巨大な音響兵器に負けず劣らずの火薬の炸裂音が
「全く。せっかくのハネムーンを台無しにしてくれたな……二号車と三号車、指揮車以外で引き付けてくれ。我々は先に駐屯地に帰投する」
「了解。お気を付けて」
女将校は無言で頷いて見せてから振り返り、臨時指揮車に指定されたハンヴィーの扉を開けて飛び乗る。
「緊急事態発生を宣言する。この車両は現時刻を以て緊急車両になった。
「了解。緊急走行開始します」
兵士が運転席上部のスイッチを指差ししつつ何個か入れると、パトカーのような警光灯が辺りを照らし、甲高いサイレンが鳴り始めた。
『緊急車両通ります道を開けてください』
ハンヴィー三両は少し荒い運転でUターンし、国道への合流を目指す。
確実に、法定速度を著しく違反しているであろう。
「第一中隊長寺倉大尉だ。駐屯地司令に繋いでくれ。緊急事態なんだ」
逃亡のチャンス。
松雪はまた脳を回転させ、車内を何とか見回す。
が、その必要は直ぐに無くなった。
まるでフラッシュを焚かれたように、指向性を持った巨大な閃光が、ハンヴィーの横っ腹から瞬間的に包む。
「伏せろッ!」
総重量ギリギリに荷物を積んだ10トン箱トラック。
それがアクセルベタ踏み速度全開にて飛び出し、そのまま衝突。
爆発のような衝撃と、高重量の鉄塊と鉄塊がぶつかった爆音が辺りにこだました。
松雪らが座乗するハンヴィーは激しく小道から吹き飛ばされ横転、放棄された田畑に痛々しい軌跡を描きながら慣性に引き摺られていき、そして遂に沈黙した。

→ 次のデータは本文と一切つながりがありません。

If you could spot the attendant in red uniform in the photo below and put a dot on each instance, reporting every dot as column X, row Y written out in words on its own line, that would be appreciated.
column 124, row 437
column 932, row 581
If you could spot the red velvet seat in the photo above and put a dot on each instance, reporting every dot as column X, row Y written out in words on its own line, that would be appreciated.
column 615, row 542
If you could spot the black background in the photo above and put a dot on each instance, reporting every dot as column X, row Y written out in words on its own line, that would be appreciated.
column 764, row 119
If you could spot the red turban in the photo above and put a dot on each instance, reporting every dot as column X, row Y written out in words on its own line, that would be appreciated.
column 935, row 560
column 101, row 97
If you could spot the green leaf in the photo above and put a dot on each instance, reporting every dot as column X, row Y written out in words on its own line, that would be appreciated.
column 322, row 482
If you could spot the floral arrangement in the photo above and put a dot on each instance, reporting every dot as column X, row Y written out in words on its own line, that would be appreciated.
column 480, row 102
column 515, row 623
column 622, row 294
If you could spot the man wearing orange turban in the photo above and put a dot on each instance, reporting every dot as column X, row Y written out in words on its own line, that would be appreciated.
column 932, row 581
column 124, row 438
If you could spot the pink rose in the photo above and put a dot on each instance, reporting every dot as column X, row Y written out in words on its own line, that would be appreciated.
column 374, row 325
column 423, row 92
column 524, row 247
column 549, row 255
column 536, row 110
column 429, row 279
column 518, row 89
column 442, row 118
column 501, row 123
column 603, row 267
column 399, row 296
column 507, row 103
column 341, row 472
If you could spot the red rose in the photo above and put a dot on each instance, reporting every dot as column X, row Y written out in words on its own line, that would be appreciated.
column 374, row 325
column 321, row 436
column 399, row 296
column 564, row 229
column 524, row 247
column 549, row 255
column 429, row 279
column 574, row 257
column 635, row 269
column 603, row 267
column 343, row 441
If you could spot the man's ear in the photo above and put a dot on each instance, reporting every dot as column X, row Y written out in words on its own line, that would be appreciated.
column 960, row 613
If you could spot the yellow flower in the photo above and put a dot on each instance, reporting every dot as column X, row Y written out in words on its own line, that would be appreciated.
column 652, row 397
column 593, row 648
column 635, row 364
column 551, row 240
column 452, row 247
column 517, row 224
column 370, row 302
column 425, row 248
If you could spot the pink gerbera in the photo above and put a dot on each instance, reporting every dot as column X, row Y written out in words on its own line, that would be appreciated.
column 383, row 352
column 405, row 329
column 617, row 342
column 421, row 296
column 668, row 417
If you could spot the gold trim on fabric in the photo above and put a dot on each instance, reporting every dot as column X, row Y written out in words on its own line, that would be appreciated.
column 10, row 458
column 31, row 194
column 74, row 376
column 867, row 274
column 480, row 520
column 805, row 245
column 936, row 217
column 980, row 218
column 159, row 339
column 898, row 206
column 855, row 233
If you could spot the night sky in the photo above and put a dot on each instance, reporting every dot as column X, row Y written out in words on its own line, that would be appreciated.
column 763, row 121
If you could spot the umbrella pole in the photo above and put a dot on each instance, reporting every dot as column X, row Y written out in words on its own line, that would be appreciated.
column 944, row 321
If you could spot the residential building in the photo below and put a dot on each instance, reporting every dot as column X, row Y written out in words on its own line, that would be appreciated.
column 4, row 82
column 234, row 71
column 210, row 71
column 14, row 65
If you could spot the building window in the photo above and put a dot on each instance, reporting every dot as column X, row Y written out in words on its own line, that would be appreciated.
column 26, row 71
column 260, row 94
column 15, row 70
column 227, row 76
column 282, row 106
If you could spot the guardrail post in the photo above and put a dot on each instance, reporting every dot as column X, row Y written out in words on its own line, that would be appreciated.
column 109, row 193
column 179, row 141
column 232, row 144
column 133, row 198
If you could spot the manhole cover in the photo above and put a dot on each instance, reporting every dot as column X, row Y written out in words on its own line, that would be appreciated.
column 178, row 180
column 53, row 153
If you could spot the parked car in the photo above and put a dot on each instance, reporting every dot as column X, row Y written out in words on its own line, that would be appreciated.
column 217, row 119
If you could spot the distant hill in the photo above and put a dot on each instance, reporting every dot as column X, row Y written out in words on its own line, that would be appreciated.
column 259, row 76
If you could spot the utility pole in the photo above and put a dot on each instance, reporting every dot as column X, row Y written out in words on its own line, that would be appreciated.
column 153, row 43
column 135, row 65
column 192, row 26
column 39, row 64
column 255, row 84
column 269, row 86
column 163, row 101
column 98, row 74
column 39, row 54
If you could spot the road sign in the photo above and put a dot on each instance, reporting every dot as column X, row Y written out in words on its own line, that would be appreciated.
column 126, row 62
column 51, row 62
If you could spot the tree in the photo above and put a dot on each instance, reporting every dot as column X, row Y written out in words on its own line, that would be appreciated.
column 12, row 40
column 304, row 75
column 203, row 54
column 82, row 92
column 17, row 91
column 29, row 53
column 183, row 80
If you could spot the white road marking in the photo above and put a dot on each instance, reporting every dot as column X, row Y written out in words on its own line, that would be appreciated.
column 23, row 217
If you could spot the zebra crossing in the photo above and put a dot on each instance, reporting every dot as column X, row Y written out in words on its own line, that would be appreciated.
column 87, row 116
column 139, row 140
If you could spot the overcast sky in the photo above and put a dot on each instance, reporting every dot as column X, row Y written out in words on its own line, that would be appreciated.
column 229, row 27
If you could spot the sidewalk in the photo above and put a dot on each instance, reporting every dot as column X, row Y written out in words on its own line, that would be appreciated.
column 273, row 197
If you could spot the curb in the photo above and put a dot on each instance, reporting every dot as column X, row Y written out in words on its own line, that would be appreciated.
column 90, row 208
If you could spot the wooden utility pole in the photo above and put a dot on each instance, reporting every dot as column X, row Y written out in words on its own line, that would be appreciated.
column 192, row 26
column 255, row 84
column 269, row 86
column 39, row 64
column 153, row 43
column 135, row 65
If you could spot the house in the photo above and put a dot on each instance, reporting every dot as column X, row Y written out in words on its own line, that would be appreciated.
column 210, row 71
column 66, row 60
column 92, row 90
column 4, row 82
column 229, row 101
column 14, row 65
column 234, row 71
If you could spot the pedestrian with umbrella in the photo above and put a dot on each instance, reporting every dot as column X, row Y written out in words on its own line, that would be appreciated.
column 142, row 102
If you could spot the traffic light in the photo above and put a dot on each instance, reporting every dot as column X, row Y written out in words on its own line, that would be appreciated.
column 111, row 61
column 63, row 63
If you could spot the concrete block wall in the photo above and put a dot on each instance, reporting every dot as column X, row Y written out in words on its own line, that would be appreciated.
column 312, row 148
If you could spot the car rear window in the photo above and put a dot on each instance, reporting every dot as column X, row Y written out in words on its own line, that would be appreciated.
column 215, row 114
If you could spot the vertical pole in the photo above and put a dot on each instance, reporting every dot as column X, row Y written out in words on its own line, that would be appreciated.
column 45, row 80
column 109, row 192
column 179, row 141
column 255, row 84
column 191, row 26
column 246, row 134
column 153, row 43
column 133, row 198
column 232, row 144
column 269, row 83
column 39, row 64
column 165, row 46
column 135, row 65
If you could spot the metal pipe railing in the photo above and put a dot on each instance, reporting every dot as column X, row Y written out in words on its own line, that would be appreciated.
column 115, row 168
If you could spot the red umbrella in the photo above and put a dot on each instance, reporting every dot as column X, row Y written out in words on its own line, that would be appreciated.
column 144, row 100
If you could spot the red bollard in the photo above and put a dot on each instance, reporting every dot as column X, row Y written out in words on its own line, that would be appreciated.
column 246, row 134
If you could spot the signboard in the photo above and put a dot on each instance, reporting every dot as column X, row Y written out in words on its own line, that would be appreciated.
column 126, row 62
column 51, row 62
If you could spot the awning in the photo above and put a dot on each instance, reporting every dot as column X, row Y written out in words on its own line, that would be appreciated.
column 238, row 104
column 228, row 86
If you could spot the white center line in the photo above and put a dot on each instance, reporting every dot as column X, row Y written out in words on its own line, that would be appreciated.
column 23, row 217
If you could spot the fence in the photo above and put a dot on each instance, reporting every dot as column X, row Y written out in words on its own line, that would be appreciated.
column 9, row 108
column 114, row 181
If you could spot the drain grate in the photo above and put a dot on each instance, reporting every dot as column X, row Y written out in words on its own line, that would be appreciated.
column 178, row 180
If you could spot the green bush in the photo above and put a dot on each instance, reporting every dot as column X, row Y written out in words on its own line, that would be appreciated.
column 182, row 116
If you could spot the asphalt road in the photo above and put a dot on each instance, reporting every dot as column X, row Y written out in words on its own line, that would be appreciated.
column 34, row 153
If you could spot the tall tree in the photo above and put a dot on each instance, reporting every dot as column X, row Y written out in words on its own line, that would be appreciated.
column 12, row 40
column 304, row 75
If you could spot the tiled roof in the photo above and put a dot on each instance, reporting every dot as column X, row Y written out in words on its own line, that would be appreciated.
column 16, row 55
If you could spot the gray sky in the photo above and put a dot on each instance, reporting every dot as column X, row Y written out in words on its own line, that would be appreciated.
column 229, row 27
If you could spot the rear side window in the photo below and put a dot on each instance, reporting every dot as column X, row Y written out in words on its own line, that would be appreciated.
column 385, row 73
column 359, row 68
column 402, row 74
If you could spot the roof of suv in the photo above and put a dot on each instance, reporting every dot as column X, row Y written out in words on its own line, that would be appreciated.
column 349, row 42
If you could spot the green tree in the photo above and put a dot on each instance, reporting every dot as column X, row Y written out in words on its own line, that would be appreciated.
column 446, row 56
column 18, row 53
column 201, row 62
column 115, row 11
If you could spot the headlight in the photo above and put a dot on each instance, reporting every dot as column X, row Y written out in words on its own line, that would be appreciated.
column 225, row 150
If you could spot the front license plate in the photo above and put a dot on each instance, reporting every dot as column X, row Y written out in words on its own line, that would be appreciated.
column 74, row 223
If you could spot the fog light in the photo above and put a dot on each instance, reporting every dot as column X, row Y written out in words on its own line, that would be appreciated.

もちろん、6tの軍事的装甲に正面衝突したトラック側も無事と言えず、運転席はメチャメチャに崩れており、血痕が所々に付着しているのが見える。
「めちゃくちゃやりやがって!」
「おいもう構わん。怪しいの見つけたら射殺しろ」
後列ハンヴィーが急ブレーキにて玉突き寸前で停車し、兵士らが小銃を引っ提げて飛び出す。
「もうこれテロでいいですよねっ」
「当たり前だろ!」
が、直ぐに抵抗は無駄に終わる事になると、兵士達は悟る事になる。
莫大なエンジン音が急速でこちらに近付いてくるのを各々が知覚すると、兵士らの背中が、見覚えのある
二台目の10トントラック─────。
「危害射撃ーッ撃てッ!」
兵士らは訓練通りに、脳が反応するよりも前に小銃を構え引き金を引いた。
撃鉄により弾かれ飛ばされた小銃弾は運転席に集中し命中の音と火花を散らすが、止まらない。
「畜生ッ」
ハンヴィー2両と兵士らに突っ込んだ10トンの重鉄塊は玉突きしつつ吹き飛ばしつつ、しかしそれで満足せず慣性に導かれるままに、同胞であろう死した一台目のトラックの“箱”を喰い破り、そしてまた、車両としての生命を終了させた。
箱からは物が散乱し、そして随分に軽い軽量物が羽毛のように辺りに舞う。
数百枚、田畑に舞ったポスターには、カラフルな髪の色にベレー帽を被った、ある若い女のアニメイラストと漢字四文字が刻まれていた。